Grammars and Metagrammars
We can summarize the various components that make up a grammar as follows:
- A grammar is a collection of rules that describe how a language is structured;
- A rule is a collection of productions that list the alternative ways in which parts of the language can appear;
- A production is a list of non-terminals and/or terminals that must appear in the text being parsed if the
surrounding rule is to match;
- A non-terminal is a reference to some other rule that must be matched as part of the matching of the
surrounding rule.
- A terminal is something that actually can literally appear in a text (a word in the grammar's vocabulary);
What's interesting about this summary is how similar it is itself to a grammar. Just as each grammar rule is defined as a series of references to other rules (non-terminals) and token names (terminals), so the terms 'grammar', 'rule', 'production',
'non-terminal', and 'terminal' are defined by reference to other terms (non-terminals) or by self-contained explanations (terminals). That leads to the somewhat recursive conclusion that you could define a grammar using a grammar. Or maybe even using the same grammar!
And so you can. Here is the entire grammar for specifying Parse::RecDescent grammars, expressed itself as a
Parse::RecDescent grammar:
grammar: components(s)
component: rule | comment
rule: "\n" identifier ":" productions(?)
productions: production '|' productions | production
production: items(s)
item: lookahead(?) simpleitem | directive | comment
lookahead: '...' | '...!'
simpleitem: subrule args(?) | repetition | terminal | bracket args(?) | action
subrule: identifier
args: {extract_codeblock($text,'[]')}
repetition: subrule args(?) howoften
howoften: '(?)' | '(s?)' | '(s)' | /(\d+)?[.][.](/\d+)?

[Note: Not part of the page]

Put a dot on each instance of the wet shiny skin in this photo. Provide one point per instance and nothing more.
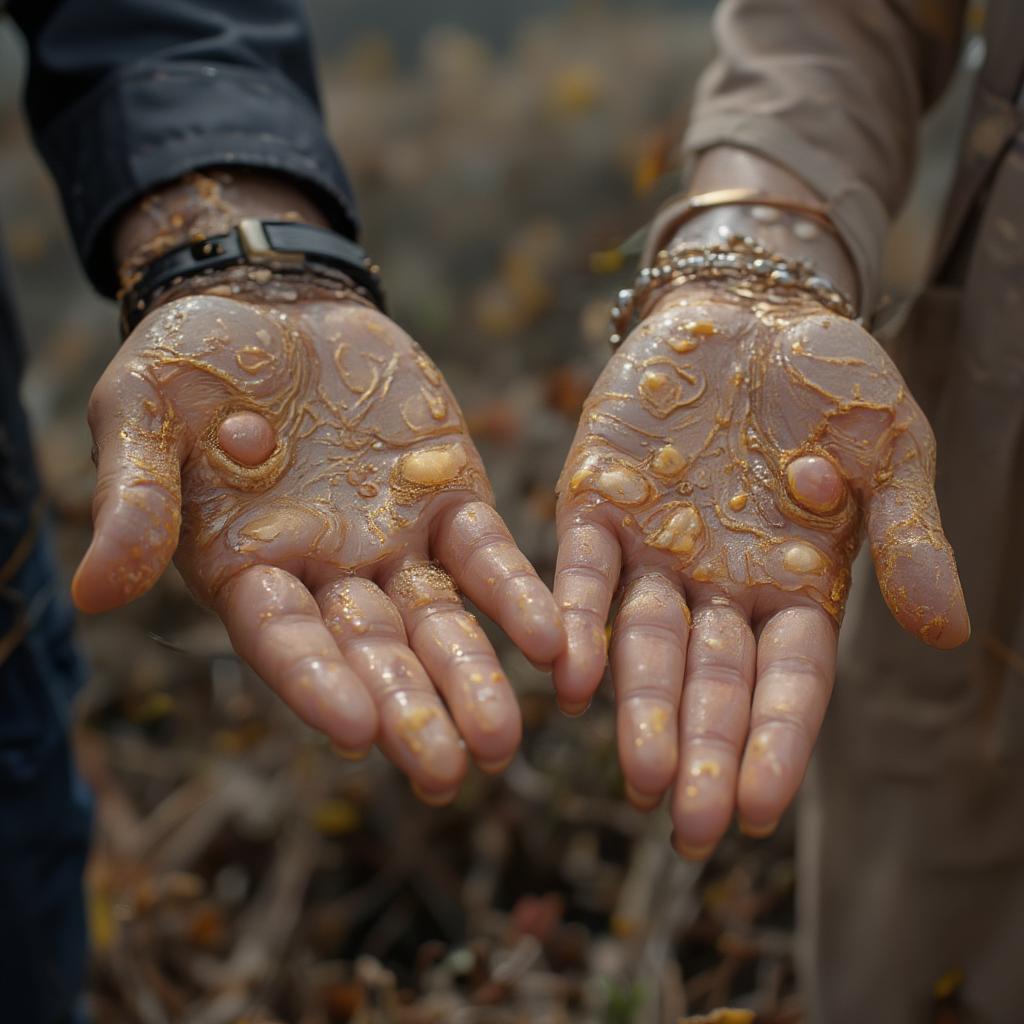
(310, 472)
(726, 464)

terminal: /[/]([\][/]|[^/])*[/][gimsoxe]*/ | /"([\]"|[^"])*"/ | /'([\]'|[^'])*'/
action: { extract_codeblock($text) }
bracket: '(' Item(s) production(s?) ')'
directive: '<commit>' | '<uncommit>' | '<resync>' | '<resync:' pattern '>'
| '<reject>' | '<reject:' condition '>' | '<error>'
| '<error:' string '>' | '<error?>' | '<error?:' string '>'
| '<rulevar:' /[^]+/ '>' | '<matchrule:' string '>'
identifier: /[a-z]\w*/i
comment: /#[^\n]*/
pattern: {extract_bracketed($text,'<')}
condition: {extract_codeblock($text,'{<')}
string: {extract_variable($text)} | {extract_quotelike($text)}
| {extract_bracketed($text,'<')}
The grammar is fairly straightforward, except perhaps the actions which call the various extract_ functions. These functions are imported from the Text::Balanced module and are useful shortcuts for parsing matching nested parentheses, Perl variables, quoted strings, Perl quotelike operators, and complete blocks of Perl text. It would be possible to dispense with all of these and encode the entire grammar without any actions, but then the grammar would be four
times bigger.
But, of course, now you're asking yourself: "Does Parse::RecDescent use a Parse::RecDescent grammar to convert grammars into parsers?" The answer is no. If Parse::RecDescent had to call Parse::RecDescent to build a parser for the Parse::RecDescent grammar, then that second version of Parse::RecDescent would itself have to call Parse::RecDescent to build a parser for the "Parse::RecDescent grammar" grammar, and that version would in turn have to call Parse::RecDescent to build a parser for the ' "Parse::RecDescent grammar" grammar' grammar, and so on right down to Little Cat Z.
Hence, although it can automatically build parsers for just about any other purpose, Parse::RecDescent must content itself with a hand-built parser.